Monday, Mar. 24, 1930
Deluge after Deluge
When President Gaston Doumergue and Prime Minister Andre Tardieu, both looking rather dour, returned to Paris last week after a flying trip to southwestern France, they could well appreciate why the tricolor banners flying from the walls of the gayest city were tied with black bands. For in, the region whence they had come new torrents of rain had followed thg tragic deluge of last fortnight (TIME, March 17), impeding rescue work, causing new catastrophes.

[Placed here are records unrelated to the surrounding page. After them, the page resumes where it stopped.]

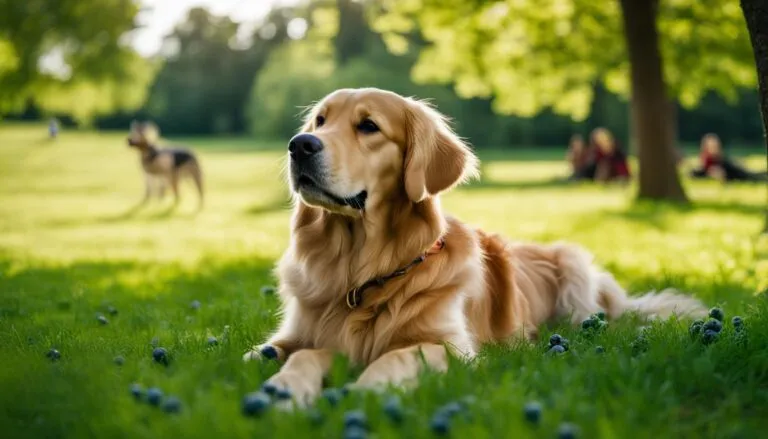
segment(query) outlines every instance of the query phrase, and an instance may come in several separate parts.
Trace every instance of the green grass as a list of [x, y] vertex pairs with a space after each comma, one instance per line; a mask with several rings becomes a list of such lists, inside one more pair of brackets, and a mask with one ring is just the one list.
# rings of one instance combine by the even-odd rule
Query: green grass
[[[571, 340], [564, 356], [544, 355], [545, 342], [489, 347], [476, 368], [427, 374], [404, 394], [402, 426], [384, 418], [377, 395], [321, 402], [326, 420], [314, 426], [303, 413], [240, 413], [243, 395], [277, 370], [240, 358], [276, 323], [276, 298], [259, 290], [274, 283], [288, 240], [281, 145], [189, 139], [206, 174], [205, 210], [194, 213], [186, 186], [176, 212], [168, 200], [131, 214], [143, 183], [124, 133], [65, 132], [55, 143], [44, 135], [0, 127], [3, 437], [341, 437], [352, 407], [364, 408], [375, 437], [431, 437], [434, 410], [463, 395], [478, 402], [453, 437], [554, 437], [564, 421], [581, 437], [605, 438], [758, 437], [768, 428], [768, 304], [756, 295], [768, 282], [768, 246], [756, 236], [764, 186], [686, 181], [693, 207], [633, 205], [632, 188], [552, 183], [566, 172], [560, 152], [482, 154], [482, 182], [446, 196], [446, 210], [514, 239], [581, 243], [633, 291], [694, 292], [727, 320], [744, 315], [746, 344], [726, 325], [705, 347], [672, 321], [652, 325], [648, 351], [633, 355], [631, 319], [595, 338], [555, 325], [543, 332]], [[743, 159], [764, 166], [759, 150]], [[119, 313], [100, 326], [106, 306]], [[221, 343], [208, 347], [209, 335]], [[154, 338], [171, 353], [167, 368], [151, 359]], [[598, 344], [606, 354], [594, 353]], [[51, 347], [60, 361], [46, 359]], [[340, 359], [329, 384], [353, 374]], [[182, 412], [137, 403], [134, 382], [179, 396]], [[522, 416], [534, 399], [545, 405], [538, 428]]]

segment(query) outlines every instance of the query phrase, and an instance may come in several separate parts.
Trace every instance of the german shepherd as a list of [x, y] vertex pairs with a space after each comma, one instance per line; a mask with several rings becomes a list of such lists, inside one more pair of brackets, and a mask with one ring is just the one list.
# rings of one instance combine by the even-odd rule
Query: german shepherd
[[157, 147], [159, 134], [160, 131], [152, 122], [131, 123], [128, 146], [139, 151], [146, 181], [146, 191], [141, 204], [147, 203], [153, 195], [162, 199], [168, 186], [173, 191], [174, 204], [178, 204], [179, 179], [190, 177], [199, 194], [198, 208], [202, 208], [203, 175], [200, 163], [189, 149]]

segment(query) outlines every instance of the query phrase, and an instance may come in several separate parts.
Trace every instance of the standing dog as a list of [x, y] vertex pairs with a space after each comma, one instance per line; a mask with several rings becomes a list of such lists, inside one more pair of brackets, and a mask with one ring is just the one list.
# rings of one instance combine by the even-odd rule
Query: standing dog
[[162, 199], [167, 186], [173, 191], [174, 204], [178, 204], [179, 180], [182, 177], [190, 177], [197, 187], [199, 207], [202, 208], [203, 175], [197, 158], [186, 148], [158, 148], [158, 137], [159, 130], [155, 124], [136, 121], [131, 123], [128, 146], [139, 151], [146, 181], [142, 204], [149, 201], [153, 193]]
[[245, 359], [285, 360], [269, 379], [301, 405], [333, 355], [366, 366], [358, 387], [414, 383], [448, 352], [536, 336], [557, 318], [703, 315], [674, 291], [631, 297], [572, 244], [508, 241], [446, 216], [440, 193], [475, 173], [472, 150], [433, 108], [377, 89], [339, 90], [288, 145], [296, 194], [277, 266], [279, 328]]

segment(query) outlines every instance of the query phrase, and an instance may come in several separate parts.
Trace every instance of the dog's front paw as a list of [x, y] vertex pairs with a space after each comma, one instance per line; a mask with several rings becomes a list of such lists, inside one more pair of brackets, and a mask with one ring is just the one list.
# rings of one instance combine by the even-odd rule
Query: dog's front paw
[[[278, 408], [290, 409], [292, 407], [306, 408], [320, 396], [322, 392], [322, 380], [301, 374], [297, 371], [281, 371], [267, 380], [265, 386], [276, 389], [279, 396]], [[291, 404], [291, 401], [294, 405]]]
[[263, 344], [261, 346], [254, 346], [252, 350], [243, 355], [243, 361], [254, 360], [285, 360], [285, 350], [280, 346], [272, 344]]

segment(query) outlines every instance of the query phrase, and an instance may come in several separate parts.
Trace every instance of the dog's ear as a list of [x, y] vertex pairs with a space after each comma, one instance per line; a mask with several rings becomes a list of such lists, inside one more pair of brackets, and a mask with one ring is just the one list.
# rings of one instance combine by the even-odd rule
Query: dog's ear
[[139, 121], [136, 120], [136, 119], [132, 120], [131, 121], [131, 128], [130, 128], [130, 130], [131, 131], [138, 131], [138, 129], [139, 129]]
[[407, 100], [405, 192], [411, 201], [448, 190], [477, 174], [477, 157], [425, 102]]
[[160, 129], [154, 122], [147, 121], [141, 124], [141, 134], [144, 137], [144, 140], [150, 145], [156, 143], [160, 139]]

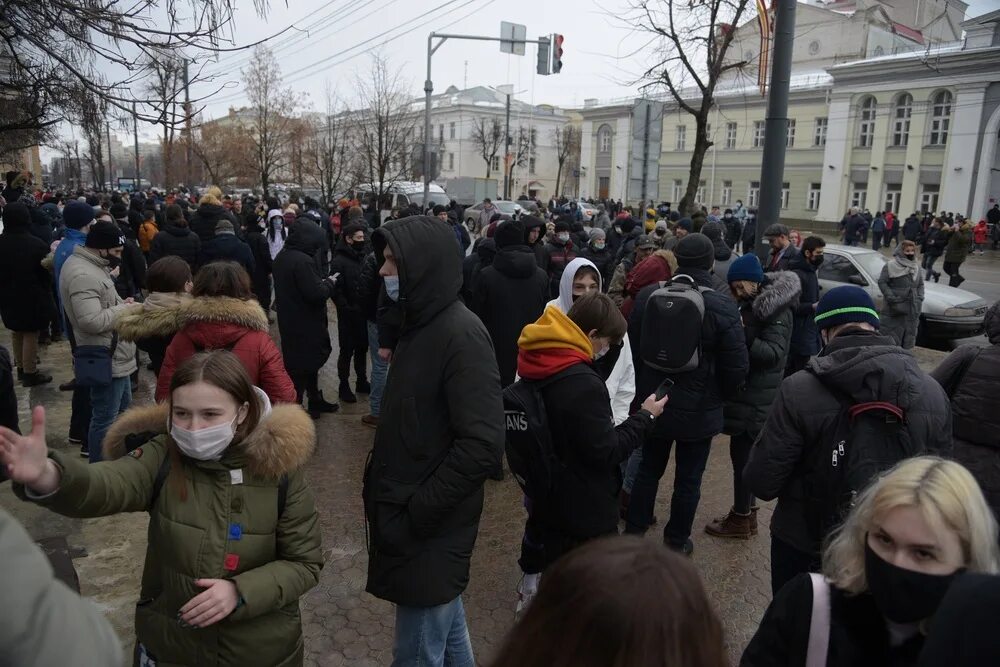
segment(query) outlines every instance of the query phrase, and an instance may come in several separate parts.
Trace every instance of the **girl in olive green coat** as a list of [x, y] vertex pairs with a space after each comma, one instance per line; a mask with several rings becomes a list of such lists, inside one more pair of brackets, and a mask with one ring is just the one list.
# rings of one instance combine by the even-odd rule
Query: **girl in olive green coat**
[[[272, 407], [235, 355], [215, 351], [177, 370], [168, 402], [122, 415], [104, 443], [117, 460], [49, 451], [44, 408], [32, 421], [28, 436], [0, 428], [18, 495], [67, 516], [150, 514], [137, 663], [302, 664], [298, 601], [323, 561], [301, 470], [316, 434], [300, 406]], [[159, 435], [122, 456], [141, 433]]]

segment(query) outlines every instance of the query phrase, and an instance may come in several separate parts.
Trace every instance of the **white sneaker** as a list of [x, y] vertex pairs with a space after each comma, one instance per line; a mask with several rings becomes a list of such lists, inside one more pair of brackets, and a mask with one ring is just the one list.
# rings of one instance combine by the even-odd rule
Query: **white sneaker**
[[532, 598], [538, 593], [538, 582], [541, 580], [541, 573], [525, 574], [521, 577], [521, 582], [517, 585], [517, 607], [514, 609], [515, 614], [520, 614], [528, 608]]

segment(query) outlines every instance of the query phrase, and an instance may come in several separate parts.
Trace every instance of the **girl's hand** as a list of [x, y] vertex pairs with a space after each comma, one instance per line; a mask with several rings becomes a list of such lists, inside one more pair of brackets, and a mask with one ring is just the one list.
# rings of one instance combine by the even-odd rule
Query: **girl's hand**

Whole villages had been vacated, and in the city of Bordeaux the populace watched fearfully the rise of the mighty River Garonne, swollen by downpours all along its course. In the villages and coasts watered from the western Pyrenees still greater inundations were reported.
During the second rainfall 400 soldiers including many burly, black Senegalese, donned gas masks and entered the muddy, stinking valley of the Tarn between Montauban and Moissac. There they buried in quicklime the carcasses of 3,000 horses and cattle. After four days, drenched and nauseated, they had to be relieved.
Although anything even approaching a comprehensive report was impossible, 10,000 people were known to be homeless; there were 172 identified dead. Heavy were the subscriptions to relief funds, bringing the estimated total to $500,000. Largest individual subscription: $20,000 from Sir Basileios (Basil) Zacharias Zaharoff of Monte Carlo, famed "Mystery Man of Europe," munitions maker, promoter of "wars.